Publication number: WO1999060045A1
Application number: PCT/EP1999/003453
Authority: WO
Inventors: Claudio Galina
Original assignee: Shell Internationale Research Maatschappij B.V.
Priority date: 1998-05-20
Filing date: 1999-05-18
Publication date: 1999-11-25
Also published as: CA2329070A1; EP1086158A1; JP2002515527A; AU4363899A

Abstract

Polyol blend comprising: (a) a polyol component having an average hydroxyl value of 150 to 850 mg KOH/g and (b) a polymer polyol comprising a polymer stably dispersed in a base polyol medium, which base polyol medium has an average primary hydroxyl content of less than 20 %. This polyol blend is suitably applied in a process for the preparation of open cell rigid polyurethane foams, wherein it is reacted with a polyisocyanate component in the presence of at least a catalyst, a foam stabilising agent and a blowing agent. The resulting open cell rigid polyurethane foam has a density of less than 50 kg/m3 and a closed cell content of less than 10 %, preferably of less than 5 % and can suitably be applied as heat insulating material.

Description

POLYOL BLEND FOR THE PREPARATION OF OPEN CELL RIGID POLYURETHANE FOAMS

The present invention relates to a polyol blend for the preparation of open cell rigid polyurethane foams, to a process for preparing open cell rigid polyurethane foams, to the polyurethane foams obtainable by this process and to shaped articles comprising these polyurethane foams.

In general, rigid polyurethane foams are well known for their excellent heat insulating properties. Particularly closed cell polyurethane foams, are widely used as heat insulating material in e.g. pipings, storage tanks, buildings and refrigerators. Closed cell polyurethane foams used to be made with blowing agents based on chlorofluorocarbons (CFC's) of which R-ll ( trichlorofluoromethane) was a frequently applied example. The heat insulating properties were for a large part determined by the thermal conductivity of CFC gases, which filled the cells of the foam. However, due to the ozone depleting effect of CFC's their use has become subject to strict environmental regulations and hence is limited nowadays. Alternative blowing agents have been investigated and are actually used, but is very difficult to find substitutes for CFC as a blowing agent, which have equally low thermal conductivity properties.

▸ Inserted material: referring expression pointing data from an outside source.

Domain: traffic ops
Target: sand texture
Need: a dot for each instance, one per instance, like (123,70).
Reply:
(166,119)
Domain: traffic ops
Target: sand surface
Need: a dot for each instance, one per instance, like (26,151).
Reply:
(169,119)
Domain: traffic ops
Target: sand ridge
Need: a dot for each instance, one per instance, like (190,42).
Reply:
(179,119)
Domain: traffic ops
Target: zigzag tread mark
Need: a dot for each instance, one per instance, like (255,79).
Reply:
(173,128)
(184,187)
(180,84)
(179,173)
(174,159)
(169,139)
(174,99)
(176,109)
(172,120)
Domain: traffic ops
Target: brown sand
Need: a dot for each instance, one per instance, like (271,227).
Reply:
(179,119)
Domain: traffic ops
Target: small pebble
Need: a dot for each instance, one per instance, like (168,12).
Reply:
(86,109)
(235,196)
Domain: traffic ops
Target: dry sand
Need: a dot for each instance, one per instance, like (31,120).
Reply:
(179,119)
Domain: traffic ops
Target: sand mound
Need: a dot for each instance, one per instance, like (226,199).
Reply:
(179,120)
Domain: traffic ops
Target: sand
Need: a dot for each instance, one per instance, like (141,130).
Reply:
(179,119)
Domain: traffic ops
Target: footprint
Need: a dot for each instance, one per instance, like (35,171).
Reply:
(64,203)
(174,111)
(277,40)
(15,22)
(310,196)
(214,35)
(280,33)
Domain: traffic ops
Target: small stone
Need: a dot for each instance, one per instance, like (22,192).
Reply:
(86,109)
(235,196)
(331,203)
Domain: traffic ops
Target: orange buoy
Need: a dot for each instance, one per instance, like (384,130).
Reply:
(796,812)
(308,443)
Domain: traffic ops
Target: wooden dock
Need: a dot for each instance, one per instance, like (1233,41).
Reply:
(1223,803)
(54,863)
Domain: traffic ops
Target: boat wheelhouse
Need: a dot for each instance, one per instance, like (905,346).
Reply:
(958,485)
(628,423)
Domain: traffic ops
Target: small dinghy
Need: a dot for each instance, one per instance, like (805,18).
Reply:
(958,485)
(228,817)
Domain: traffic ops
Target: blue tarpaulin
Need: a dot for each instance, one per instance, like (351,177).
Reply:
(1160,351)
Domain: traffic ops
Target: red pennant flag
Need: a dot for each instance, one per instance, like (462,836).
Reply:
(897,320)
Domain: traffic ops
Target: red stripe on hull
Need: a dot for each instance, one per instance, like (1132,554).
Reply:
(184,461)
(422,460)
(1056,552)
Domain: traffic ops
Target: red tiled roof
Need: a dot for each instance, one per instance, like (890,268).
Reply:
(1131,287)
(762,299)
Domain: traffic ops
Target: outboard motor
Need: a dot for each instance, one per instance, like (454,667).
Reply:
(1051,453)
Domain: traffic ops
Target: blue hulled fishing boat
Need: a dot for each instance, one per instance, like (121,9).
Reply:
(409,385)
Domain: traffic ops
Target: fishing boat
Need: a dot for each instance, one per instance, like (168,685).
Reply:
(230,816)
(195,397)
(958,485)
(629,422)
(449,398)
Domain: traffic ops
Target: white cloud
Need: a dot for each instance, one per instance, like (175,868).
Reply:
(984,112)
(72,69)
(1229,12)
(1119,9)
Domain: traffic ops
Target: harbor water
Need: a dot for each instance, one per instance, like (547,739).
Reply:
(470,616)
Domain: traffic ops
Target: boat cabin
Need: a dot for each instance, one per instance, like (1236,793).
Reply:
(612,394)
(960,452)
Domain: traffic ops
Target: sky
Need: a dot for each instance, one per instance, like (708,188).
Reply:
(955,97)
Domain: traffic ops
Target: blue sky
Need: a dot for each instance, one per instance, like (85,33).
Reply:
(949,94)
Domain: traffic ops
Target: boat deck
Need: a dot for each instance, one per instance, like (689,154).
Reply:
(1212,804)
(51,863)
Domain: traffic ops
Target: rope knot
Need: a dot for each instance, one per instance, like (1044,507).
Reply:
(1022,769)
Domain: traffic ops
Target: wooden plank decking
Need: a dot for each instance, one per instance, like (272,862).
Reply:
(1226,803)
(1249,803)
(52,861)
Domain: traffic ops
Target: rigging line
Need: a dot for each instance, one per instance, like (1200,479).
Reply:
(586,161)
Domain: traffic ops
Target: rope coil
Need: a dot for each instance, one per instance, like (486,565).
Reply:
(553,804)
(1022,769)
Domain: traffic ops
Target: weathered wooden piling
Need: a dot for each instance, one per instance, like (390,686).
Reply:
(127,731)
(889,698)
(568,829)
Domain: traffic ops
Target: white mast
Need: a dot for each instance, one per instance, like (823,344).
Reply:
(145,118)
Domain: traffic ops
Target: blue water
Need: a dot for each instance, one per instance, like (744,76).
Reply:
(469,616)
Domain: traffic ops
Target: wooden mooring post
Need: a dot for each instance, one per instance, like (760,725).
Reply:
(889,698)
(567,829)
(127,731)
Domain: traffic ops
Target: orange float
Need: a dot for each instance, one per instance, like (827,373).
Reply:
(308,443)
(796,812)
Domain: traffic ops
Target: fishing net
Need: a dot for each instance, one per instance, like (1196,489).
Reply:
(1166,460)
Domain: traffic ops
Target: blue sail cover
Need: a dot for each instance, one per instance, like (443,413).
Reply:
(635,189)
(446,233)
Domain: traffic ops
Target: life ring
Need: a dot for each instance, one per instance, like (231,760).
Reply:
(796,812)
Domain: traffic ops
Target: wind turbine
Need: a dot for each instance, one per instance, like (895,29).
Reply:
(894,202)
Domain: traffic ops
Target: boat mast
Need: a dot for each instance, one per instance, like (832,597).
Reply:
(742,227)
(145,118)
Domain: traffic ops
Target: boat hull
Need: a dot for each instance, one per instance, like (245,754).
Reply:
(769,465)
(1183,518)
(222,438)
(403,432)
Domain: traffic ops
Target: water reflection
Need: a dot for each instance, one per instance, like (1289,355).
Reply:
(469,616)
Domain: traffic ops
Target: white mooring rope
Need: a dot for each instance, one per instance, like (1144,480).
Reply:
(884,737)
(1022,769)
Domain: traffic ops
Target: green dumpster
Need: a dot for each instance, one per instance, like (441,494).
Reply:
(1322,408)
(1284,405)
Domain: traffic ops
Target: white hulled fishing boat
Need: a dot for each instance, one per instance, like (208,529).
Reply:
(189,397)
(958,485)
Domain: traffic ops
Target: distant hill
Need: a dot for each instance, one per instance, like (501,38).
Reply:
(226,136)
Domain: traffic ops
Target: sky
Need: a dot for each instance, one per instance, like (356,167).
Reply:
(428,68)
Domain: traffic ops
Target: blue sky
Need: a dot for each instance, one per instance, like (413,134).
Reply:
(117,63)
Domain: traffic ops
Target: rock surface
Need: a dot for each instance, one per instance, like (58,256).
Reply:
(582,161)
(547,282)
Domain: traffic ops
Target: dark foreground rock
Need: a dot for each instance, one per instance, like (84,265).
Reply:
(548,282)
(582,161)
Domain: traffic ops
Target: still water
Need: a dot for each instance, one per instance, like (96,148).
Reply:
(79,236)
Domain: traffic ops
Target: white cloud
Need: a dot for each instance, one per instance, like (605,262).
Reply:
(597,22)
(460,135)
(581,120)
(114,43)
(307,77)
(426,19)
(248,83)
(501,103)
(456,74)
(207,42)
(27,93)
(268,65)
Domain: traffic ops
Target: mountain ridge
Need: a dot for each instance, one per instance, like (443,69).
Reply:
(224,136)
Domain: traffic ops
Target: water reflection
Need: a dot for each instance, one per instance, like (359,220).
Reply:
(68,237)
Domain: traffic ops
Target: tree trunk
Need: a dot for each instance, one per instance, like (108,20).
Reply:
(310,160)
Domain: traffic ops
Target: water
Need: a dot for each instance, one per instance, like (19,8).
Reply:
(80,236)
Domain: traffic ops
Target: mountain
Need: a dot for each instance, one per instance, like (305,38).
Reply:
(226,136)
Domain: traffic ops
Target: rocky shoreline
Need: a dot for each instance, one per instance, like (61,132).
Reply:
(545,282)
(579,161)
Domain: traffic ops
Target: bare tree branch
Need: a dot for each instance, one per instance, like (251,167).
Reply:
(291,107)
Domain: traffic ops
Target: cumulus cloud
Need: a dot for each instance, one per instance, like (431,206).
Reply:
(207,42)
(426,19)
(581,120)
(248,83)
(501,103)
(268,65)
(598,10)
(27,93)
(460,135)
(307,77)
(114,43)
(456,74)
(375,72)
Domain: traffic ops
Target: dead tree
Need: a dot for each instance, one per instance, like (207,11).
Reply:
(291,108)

Although open cell rigid polyurethane foams have not such excellent heat insulating properties as closed cell rigid foams, their thermal conductivity is still sufficient to be useful as a heat insulating material. Furthermore, the dimensional stability at low foam density of open cell foams is better than that of closed-cell foams. Open cell rigid polyurethane foams, accordingly, are very suitable for application as the core material in vacuum insulation panels. Such panels usually comprise a core material enclosed in a vacuum container of metal and/or plastic films. Furthermore, open cell rigid polyurethane foams can be used in those rigid foam applications, which do not require any heat insulating properties, but which do require some structural support, for instance, use for automotive headliners or packaging. Several methods have been proposed to prepare open cell rigid polyurethane foams. For instance, in EP-A-0, 547, 515 a method for preparing open cell rigid polyurethane foams is disclosed, wherein a polymethylene polyphenylisocyanate prepolymer with a polyol at an NCO/OH equivalent ratio of 1.3 to 3.0 using water as the sole blowing agent in the presence of a catalyst, a foam stabiliser and a cell opening agent. The cell opening agent suitably is a divalent metal salt of a fatty acid, such as calcium stearate, magnesium stearate, strontium stearate or calcium myristate.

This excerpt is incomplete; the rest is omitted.